New Taxes in Allegheny County: A Terrible Idea

by Policy Brief

Supporters of the Port Authority have long argued loudly and strenuously for a dedicated source of revenue for the transit agency notwithstanding the Authority's well documented history of excessive costs, inexcusably poor efficiency ratings and a track record of incredibly bad management and decision making on large capital projects. As if dedicated funding would have somehow convinced Port Authority management to do a better job rather than making them even more lackadaisical in controlling costs and improving efficiency. Well, despite having every reason not to do it, the Legislature has recently acquiesced and granted Allegheny County permission to levy two new taxes to generate mass transit funding.

The new taxing power options for the County, a ten percent liquor drink tax and a fee on rental cars of up to $2 per day, are an extremely bad idea on a number of fronts. First of all, Allegheny County residents and businesses are already highly taxed, especially residents and businesses in the City of Pittsburgh. And make no mistake; Pittsburgh will feel a disproportionate impact of these new tax burdens. With property taxes in Allegheny County, particularly school taxes, well above surrounding counties as well as other parts of the nation, along with a one percent add-on sales tax, any additional tax burden simply makes no sense.
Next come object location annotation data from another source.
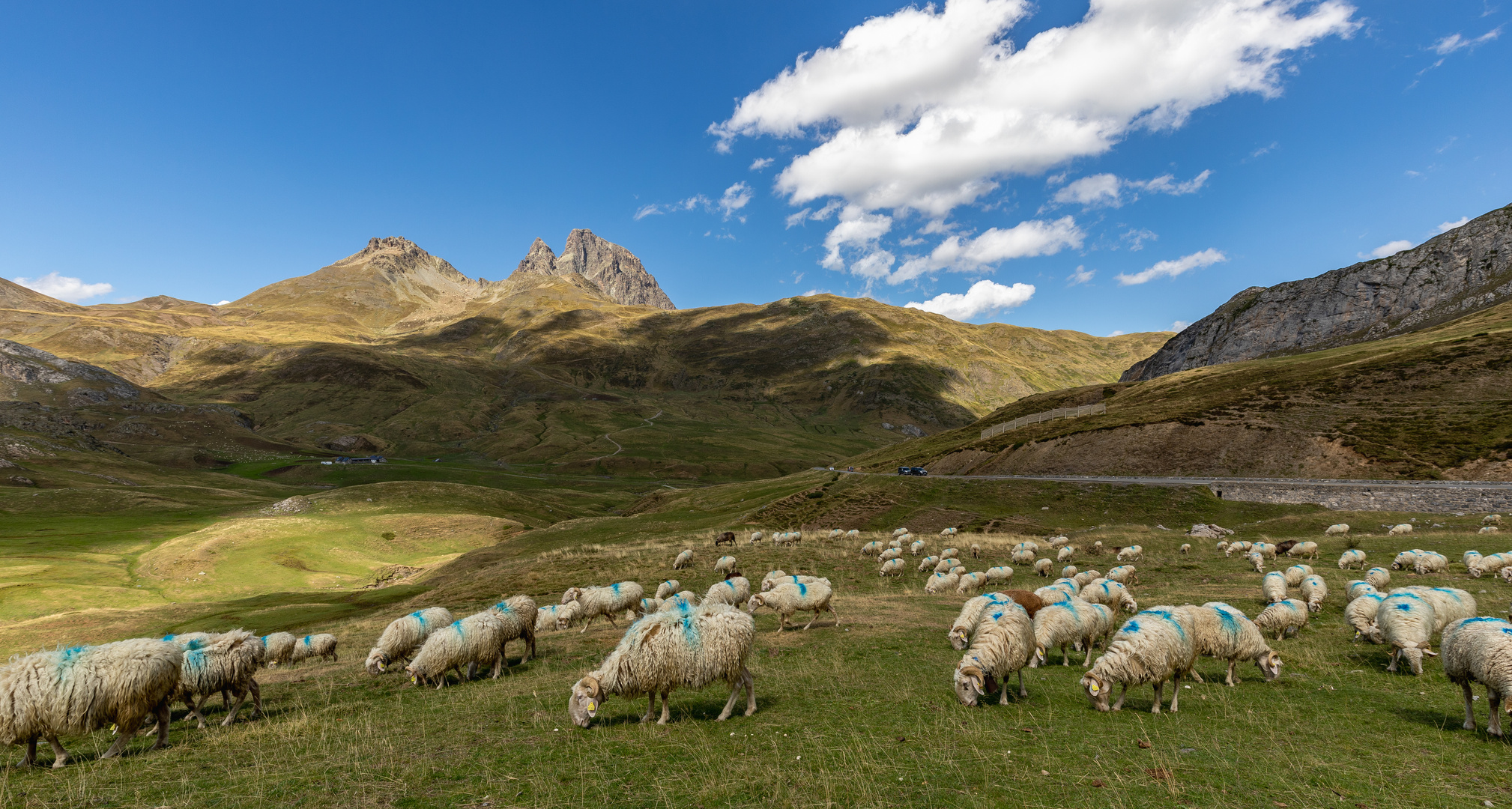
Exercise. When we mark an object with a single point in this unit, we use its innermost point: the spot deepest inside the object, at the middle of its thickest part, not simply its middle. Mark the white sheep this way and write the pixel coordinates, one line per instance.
(1481, 651)
(787, 599)
(1314, 592)
(661, 652)
(1224, 632)
(998, 649)
(82, 688)
(1154, 646)
(404, 635)
(1283, 617)
(734, 592)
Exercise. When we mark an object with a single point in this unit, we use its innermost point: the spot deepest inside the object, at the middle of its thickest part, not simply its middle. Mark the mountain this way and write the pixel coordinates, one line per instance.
(1454, 274)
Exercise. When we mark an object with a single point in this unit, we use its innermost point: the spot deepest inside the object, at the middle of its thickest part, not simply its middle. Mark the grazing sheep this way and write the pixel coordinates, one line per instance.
(1283, 617)
(82, 688)
(277, 649)
(404, 635)
(998, 649)
(1481, 651)
(787, 599)
(1405, 622)
(687, 648)
(1154, 646)
(1314, 592)
(605, 601)
(1224, 632)
(1361, 614)
(734, 592)
(313, 646)
(1351, 558)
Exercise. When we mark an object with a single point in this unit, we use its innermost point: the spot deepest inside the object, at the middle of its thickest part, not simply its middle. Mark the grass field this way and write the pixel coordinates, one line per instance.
(852, 715)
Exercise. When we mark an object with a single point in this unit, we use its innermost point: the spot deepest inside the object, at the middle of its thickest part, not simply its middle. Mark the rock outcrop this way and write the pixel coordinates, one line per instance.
(1454, 274)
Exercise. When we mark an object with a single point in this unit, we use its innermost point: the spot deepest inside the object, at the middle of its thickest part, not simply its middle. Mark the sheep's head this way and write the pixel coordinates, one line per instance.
(587, 696)
(1098, 691)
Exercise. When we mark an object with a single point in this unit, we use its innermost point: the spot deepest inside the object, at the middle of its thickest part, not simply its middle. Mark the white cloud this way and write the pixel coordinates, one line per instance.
(1446, 227)
(1170, 270)
(929, 108)
(1024, 239)
(1390, 249)
(64, 288)
(979, 300)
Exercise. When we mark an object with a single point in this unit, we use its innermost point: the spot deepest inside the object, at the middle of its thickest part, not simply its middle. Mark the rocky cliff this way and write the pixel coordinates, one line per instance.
(1454, 274)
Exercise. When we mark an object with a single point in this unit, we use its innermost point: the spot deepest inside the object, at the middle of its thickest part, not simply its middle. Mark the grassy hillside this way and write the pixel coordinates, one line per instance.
(1430, 404)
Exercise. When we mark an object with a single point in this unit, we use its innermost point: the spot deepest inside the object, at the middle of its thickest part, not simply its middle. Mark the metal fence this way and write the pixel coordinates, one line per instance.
(1045, 416)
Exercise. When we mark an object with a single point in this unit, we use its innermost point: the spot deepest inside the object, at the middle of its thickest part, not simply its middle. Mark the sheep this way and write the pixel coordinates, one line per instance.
(1361, 614)
(734, 592)
(998, 649)
(1224, 632)
(1274, 587)
(223, 663)
(602, 601)
(1304, 551)
(1110, 593)
(687, 648)
(1071, 622)
(1314, 592)
(1405, 622)
(82, 688)
(313, 646)
(1283, 617)
(277, 649)
(941, 583)
(1000, 574)
(787, 599)
(1481, 651)
(404, 635)
(1154, 646)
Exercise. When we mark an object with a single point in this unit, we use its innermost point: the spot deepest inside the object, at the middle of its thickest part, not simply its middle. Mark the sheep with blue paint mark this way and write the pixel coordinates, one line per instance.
(658, 654)
(1479, 649)
(1151, 648)
(77, 690)
(404, 635)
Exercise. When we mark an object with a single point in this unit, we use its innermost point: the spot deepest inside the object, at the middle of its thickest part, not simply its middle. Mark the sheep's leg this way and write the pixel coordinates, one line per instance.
(1470, 706)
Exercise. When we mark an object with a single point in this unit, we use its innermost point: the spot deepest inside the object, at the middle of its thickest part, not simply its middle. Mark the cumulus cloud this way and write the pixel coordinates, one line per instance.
(1170, 270)
(64, 288)
(1021, 240)
(982, 298)
(931, 108)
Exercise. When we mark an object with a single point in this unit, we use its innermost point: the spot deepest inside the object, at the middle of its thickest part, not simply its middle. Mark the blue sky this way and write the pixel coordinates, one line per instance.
(1136, 164)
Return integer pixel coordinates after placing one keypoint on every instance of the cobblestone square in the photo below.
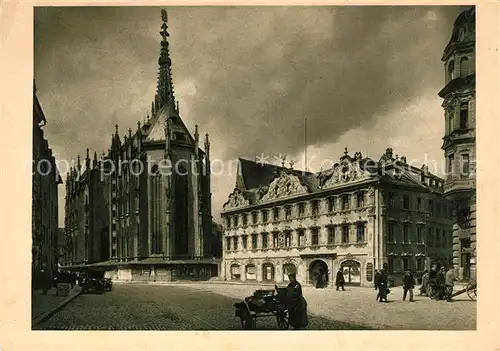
(198, 306)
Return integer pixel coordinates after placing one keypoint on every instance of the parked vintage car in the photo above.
(93, 281)
(108, 284)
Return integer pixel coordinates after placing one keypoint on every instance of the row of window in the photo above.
(435, 237)
(298, 210)
(465, 164)
(268, 272)
(440, 209)
(232, 243)
(404, 263)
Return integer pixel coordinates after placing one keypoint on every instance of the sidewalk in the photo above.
(42, 306)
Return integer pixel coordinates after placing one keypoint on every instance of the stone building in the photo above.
(157, 185)
(86, 215)
(45, 182)
(355, 217)
(459, 104)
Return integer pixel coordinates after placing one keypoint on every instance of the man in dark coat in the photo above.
(383, 289)
(408, 285)
(339, 280)
(296, 304)
(376, 279)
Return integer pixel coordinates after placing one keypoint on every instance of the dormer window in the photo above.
(180, 136)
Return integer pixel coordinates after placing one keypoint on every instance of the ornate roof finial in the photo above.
(196, 135)
(165, 90)
(283, 159)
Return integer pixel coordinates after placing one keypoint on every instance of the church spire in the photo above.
(165, 90)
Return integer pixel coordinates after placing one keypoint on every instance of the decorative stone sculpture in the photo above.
(285, 185)
(236, 199)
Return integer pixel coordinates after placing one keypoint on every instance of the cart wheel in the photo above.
(471, 289)
(247, 322)
(282, 320)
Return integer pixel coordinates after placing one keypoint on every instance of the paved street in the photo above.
(210, 307)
Second, mass transit operations benefit a broad segment of County residents, either from providing transportation directly or through helping to reduce congestion on the County's roads. Therefore if a County subsidy is absolutely necessary it should come from a broad-based tax such as a sales and use tax. Neither the drink tax nor car rental fee can meaningfully be described as broadly based. Indeed, the $2 per day fee levied by the state for public transit assistance is misguided. Further, while the extra 2 percent car rental tax in Philadelphia is used for the new stadiums rather than transit, one could make the case that is inappropriate as well.

Third, a primary motivation for asking the state to allow Allegheny County to levy new taxes for transit was to create revenue to fill an impending budget hole of perhaps as much as $30 million stemming from rapidly rising health care costs—costs that are themselves traceable to collective bargaining agreements that obviously did not position the County well in a period of escalating premiums. Thus taxpayers, many of whom have little or no health insurance coverage, or who pay handsomely for their policies, will be asked to foot the rapidly increasing bill for County employees.

If these new taxes were solely for the purpose of providing dedicated funding for transit, why not announce that the County's current contribution of around $25 million would be returned to taxpayers through a property tax roll back?

In light of these concerns, no new taxes for transit should be adopted by County Council unless and until the serious financial problems—including massive legacy costs—and operating efficiency issues at the Port Authority, as documented by the Governor's Task Force and the County Controller, are dealt with. Moreover, to honor the spirit of Home Rule, there should never be a new tax implemented without voter approval. County Council should place a referendum question on the ballot to seek that approval. The County's Home Rule Charter has made referendums possible. It's time to let the citizens utilize this power to decide whether to levy new taxes.

Creating new taxes is a sure loser for Allegheny County, especially if there is no matching reduction in property taxes. It's too bad so much money from the local one percent sales tax is dedicated to sports teams. Maybe helping transit riders would have been a better way to spend these tax dollars, rather than subsidizing wealthy owners and rich players.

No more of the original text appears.